Ahameniş İmparatorluğunun ayak seslerini duyan Yunan ittifakı, Atinalı General Themistokles tarafından ortaya atılan bir savunma planını uygular. Plana göre Pers kuvvetlerini hem karada hem de denizde durdurmak için aynı anda Termofil Geçidi’ni ve Artemision Boğazı’nı savunmayı önermiştir ve böylelikle bu planı uygulamaya koyulmuşlardır. Bu strateji yönünde ilerleyen Yunan ittifakı M.Ö 480 yazında 7 bin civarında asker ile kuzeye doğru yürüyüşe geçmişlerdir.
Atinalı General Themistokles’in, Termofil Geçidi ve Artemision Boğazı’nı seçmesinin başlı nedenleri bu geçitlerin oldukça dar olması. Böylelikle herhangi bir kuşatma veya askerlerin sayısı bir işe yaramayacaktı.
Bu taktik tarihte oldukça popüler bir sayı azaltma taktiğidir. M.S 61 yıllarında Boudica’ya karşı Gaius Suetonius Paulinus tarafından kullanılacaktır.

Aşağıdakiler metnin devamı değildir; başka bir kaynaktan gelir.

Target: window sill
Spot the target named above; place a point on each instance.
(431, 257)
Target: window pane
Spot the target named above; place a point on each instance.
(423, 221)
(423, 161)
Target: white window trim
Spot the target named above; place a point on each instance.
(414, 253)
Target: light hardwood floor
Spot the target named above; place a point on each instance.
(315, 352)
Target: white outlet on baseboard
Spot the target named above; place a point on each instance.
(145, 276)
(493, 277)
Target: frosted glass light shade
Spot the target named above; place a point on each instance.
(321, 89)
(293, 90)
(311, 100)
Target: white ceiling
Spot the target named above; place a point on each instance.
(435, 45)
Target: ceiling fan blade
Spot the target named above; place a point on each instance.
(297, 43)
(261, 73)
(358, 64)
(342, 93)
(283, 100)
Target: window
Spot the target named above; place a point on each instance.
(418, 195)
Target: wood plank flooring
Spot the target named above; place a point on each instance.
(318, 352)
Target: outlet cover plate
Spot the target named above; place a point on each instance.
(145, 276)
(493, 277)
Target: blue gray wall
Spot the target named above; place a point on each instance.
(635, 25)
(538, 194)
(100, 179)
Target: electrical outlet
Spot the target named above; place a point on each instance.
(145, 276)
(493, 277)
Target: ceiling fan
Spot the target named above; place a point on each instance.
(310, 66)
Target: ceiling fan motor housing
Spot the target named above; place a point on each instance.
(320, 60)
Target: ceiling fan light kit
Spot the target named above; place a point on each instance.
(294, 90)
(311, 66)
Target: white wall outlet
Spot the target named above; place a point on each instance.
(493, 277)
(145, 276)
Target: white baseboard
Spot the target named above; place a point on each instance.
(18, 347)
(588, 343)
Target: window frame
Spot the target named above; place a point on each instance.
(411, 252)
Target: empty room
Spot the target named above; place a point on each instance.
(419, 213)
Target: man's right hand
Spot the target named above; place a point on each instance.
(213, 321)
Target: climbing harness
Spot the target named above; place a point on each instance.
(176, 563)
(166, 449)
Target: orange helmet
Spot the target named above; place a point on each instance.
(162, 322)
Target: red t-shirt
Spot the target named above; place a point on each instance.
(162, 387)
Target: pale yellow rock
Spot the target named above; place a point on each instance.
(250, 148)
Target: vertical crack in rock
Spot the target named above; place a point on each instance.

Savaşa geçmeden önce 2 tarafın askerlerine ve bu askerlerin özelliklerine bakmak gerekiyor.
Serhas’ın Askeri Birlikleri
Ahameniş tarafında döneminin en büyük ve güçlü aynı zamanda çok karmaşık bir ordusu bulunmakta. Bunun temel nedenleri Ahameniş İmparatorluğunun çok geniş bir coğrafyaya hükmetmesi ve ordusunda bulunan askerlerin etnik kökenlerinin oldukça farklı olması. Böylesine karmaşık bir orduyu düzenlemek ve yönetmek oldukça zor olmalı. Ordunun bel kemiğini ise deri zırhlarla kuşanan piyadeler oluşturmakta bu piyadelerin kullandıkları zırhlar Spartalı’lara karşı oldukça ilkel durumda. Öte yandan Ahameniş İmparatorluğunun özel ve efsanevi savaşçıları ölümsüzleri unutmamak gerekir. Bunlar erken yaşlarda ailesinden alınıp oldukça sıkı disiplin ve özel bir eğitim alan askerlerdir.
Onlara ölümsüzler denmesinin nedeni asker sayısının azalmamasından kaynaklıdır. 10.000 kişiden oluşan birlik, birisinin ölmesi durumunda yerine yenisinin getirilmesi ve bu sayının korunmasından dolayı ölümsüzler olarak adlandırılmıştır. Aynı zamanda denizde Artemision Boğazı’na neredeyse 600 gemilik bir donanma ile gelen Ahameniş İmparatoru I. Serhas kesin bir kararlılık ile Yunan Şehir Devletlerine doğru ilerlemekte.
Leonidas’ın Hoplitleri
Spartalıların oldukça vahşi ve sıkı bir eğitim süreci vardı. Eğer bir Spartalı doğduğunda fiziksel bir bozukluğa sahipse doğada ölüme bırakılırdı. Çocuklar genç yaşta ailelerinden alınıp çok sıkı disiplinli bir eğitime tabi tutulurdu. Sparta askerleri oldukça uzun çift taraflı bir mızrak taşırlardı. Mızrakları kırılır veya yakın dövüşe girerlerse kısa kılıçları ile savaşmaya devam ederlerdi. Spartalılar ok kullanmayı korkaklıktan sayar ve sadece mızrak,kılıç ve kalkanlarıyla savaşırlardı. Kalkanları bronzdan oluşmakta, üzerlerindeki zırh ise oldukça ağır ve sağlam metallerden yapılmaktaydı. Askerler birbirine oldukça yakın ve sıkı bir biçimde kenetlenerek falanks sistemiyle savaşıyordu. Ordunun bu birimlerine hoplit deniliyordu.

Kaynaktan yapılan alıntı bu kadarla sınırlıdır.